Après l’administration Trump en 2019, les autorités chinoises s’en prennent à leur tour aux alcools fort français. Fleuron économique français, les eaux-de-vie à base de vin distillé sont entraînées dans une escalade des tensions entre l’UE et la Chine.
Réponse chinoise sur fond de relations commerciales tendues
Le 05 janvier 2024, Pékin a annoncé avoir ouvert une enquête antidumping sur le brandy importé de l’Union européenne, principalement dirigée contre la France. Annoncée par le ministère du Commerce chinois, l’enquête a été déclenchée par une plainte déposée par l’Association des boissons alcoolisées de Chine au nom de l’industrie nationale du brandy.
Cette action est une réponse à l’enquête antidumping sur les importations de biodiesel en provenance de Chine ouverte par la Commission européenne le 20 décembre 2023. L’UE avait décidé d’ouvrir une enquête à la suite d’une plainte déposée par des producteurs de biodiesel de l’Union européenne. La plainte soutient que ces importations sont commercialisées à des prix artificiellement bas, causant un préjudice pour les industries nationales.
Les spiritueux, un fleuron économique en péril ?
De janvier à novembre 2023, la Chine a importé pour 1,60 milliard de dollars de spiritueux à base de vin distillé (Cognac, Armagnac…), dont 99,8 % provenait de France. Ces ventes sont dopées par le cognac. La filière cognac est importante pour la balance commerciale française : le vignoble français exporte 98 % de sa production pour 4 milliards d’euros de recette en 2021. Près de 50 millions de bouteilles ont été vendues en 2022 en Asie de l’Est.
Trois acteurs principaux se partagent le marché asiatique du Cognac : Rémy Cointreau, Pernod Ricard et Hennessy, propriété du groupe LVMH. Pernod Ricard assure 10 % de son chiffre d’affaires sur le marché chinois, dont le cognac représente plus de 50 % des ventes. Après l’annonce des autorités nationales, qui se superposent avec un ralentissement des ventes de produits de luxe, le cours de bourse de Rémy Cointreau a chuté de 11 points, celui de Pernod Ricard de 5 points et celui de LVMH de 2 points. Même si cette enquête n’a qu’un effet d’annonce et ne donne pas lieu à des sanctions économiques pour le moment, les conséquences économiques sont déjà présentes.
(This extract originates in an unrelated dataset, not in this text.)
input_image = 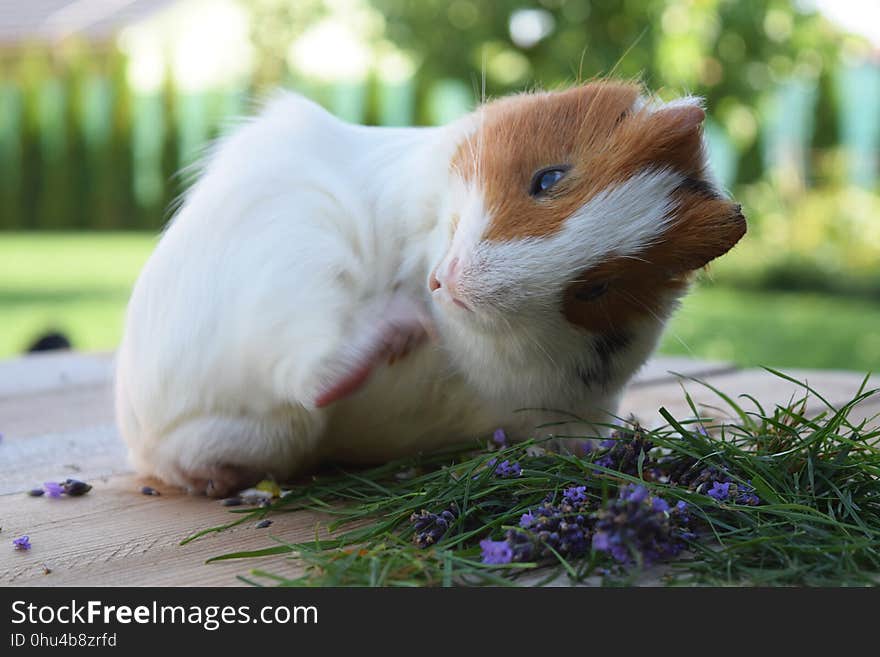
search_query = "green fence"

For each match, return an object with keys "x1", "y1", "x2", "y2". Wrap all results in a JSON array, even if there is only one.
[{"x1": 0, "y1": 42, "x2": 880, "y2": 230}]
L’association des producteurs de cognac en France a déclaré qu’elle coopérait pleinement avec les autorités chinoises, mais elle estime que l’enquête est liée à un différend commercial plus large qu’au marché des spiritueux.
Attaquer les importations d’alcool, un leitmotiv chinois
La consommation d’alcools forts internationaux ne représente que 1 % de la consommation totale en Chine. Si la Chine venait à réduire drastiquement ses importations d’alcool fort, l’impact serait minime pour son marché national, mais majeur pour la filière des spiritueux français. En effet, 70 % des spiritueux produits en France sont exportés, dont une large partie en Chine qui s’annonçait comme un marché porteur d’avenir.
Pour l’heure, la Chine semble avoir l’avantage sur la situation. L’UE semble être plus dépendante que la Chine ne l’est à son égard. Il est donc peu probable qu’elle cède, d’autant qu’elle pourrait actionner d’autres leviers comme la taxation des produits de luxe ou de véhicules . Elle n’en est d’ailleurs pas à son premier coup. Pékin avait déjà eu recours à des méthodes similaires dans le cas d’un différend avec l’Australie : en 2020, la Chine avait imposé des droits antidumping et antisubventions sur le vin australien et d’autres importations.